Java applets: 1995-2003
The first real browser games ran as Java applets. Java, released by Sun Microsystems in 1995, was the first technology that let arbitrary programs run in a browser window without separate installation. Early sites like Yahoo Games hosted applet versions of chess, checkers, backgammon, and simple arcade titles. By the early 2000s the applet security model had become unmanageable and browser vendors started disabling them.
Flash: 1998-2020
The second era belonged to Adobe Flash. Flash was lightweight, fast, and came with an excellent animation tool that let non-programmers build interactive content. Portals like Newgrounds (1995), Miniclip (2001), Kongregate (2006), and Armor Games (2005) hosted thousands of Flash titles. Bloons Tower Defense, Line Rider, The Impossible Quiz, and N Ninja all started as Flash games.

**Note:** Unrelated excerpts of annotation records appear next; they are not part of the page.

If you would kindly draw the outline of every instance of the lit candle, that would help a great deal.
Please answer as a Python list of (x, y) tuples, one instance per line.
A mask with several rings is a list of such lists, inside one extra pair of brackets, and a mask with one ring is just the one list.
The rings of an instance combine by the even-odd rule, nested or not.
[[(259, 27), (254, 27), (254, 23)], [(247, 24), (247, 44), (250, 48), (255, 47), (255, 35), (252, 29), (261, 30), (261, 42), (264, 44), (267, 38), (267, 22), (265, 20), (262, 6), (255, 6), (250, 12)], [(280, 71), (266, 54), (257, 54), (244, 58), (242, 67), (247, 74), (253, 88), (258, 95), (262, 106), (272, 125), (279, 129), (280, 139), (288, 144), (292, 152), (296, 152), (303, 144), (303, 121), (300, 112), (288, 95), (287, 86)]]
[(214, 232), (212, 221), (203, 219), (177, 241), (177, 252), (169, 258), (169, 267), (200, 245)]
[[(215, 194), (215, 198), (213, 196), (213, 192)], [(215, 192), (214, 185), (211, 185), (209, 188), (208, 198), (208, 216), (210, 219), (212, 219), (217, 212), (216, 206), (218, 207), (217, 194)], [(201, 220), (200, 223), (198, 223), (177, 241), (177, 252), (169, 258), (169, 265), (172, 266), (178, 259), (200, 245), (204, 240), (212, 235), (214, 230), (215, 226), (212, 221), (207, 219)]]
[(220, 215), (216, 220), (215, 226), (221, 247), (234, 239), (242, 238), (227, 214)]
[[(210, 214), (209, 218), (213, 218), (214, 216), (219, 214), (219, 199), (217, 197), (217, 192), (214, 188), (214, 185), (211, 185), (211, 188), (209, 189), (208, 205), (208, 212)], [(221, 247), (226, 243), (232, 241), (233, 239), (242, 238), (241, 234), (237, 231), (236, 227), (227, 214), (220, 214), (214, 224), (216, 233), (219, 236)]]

Flash's weaknesses killed it: plugin security issues, no iPhone support (per Steve Jobs's famous 2010 open letter), and single-vendor control. Adobe announced end-of-life in 2017 and discontinued Flash on December 31, 2020.
HTML5: 2010-present
HTML5 did not appear overnight. Much of it was already shipping in major browsers by the late 2000s. By the time Flash was formally discontinued, HTML5 had been the default platform for new browser games for years. Modern HTML5 games can do most of what native mobile games can: 60-frame-per-second 2D animation, physics, multiplayer via WebSockets, touch and keyboard input. Engines like Phaser, PixiJS, and Construct make the tooling mature.
The Internet Archive and BlueMaxima's Flashpoint project have preserved over 150,000 classic Flash titles. The Ruffle emulator plays many of them natively in modern browsers.
What comes next
Two emerging technologies will shape browser games' future. WebGPU enables 3D graphics previously reserved for native apps. WebAssembly lets developers compile C++, Rust, or other languages to run in the browser at near-native speed. But the casual-game format — a small game you can start in one click and close without feeling any obligation to continue — has been stable for twenty years and shows no sign of changing.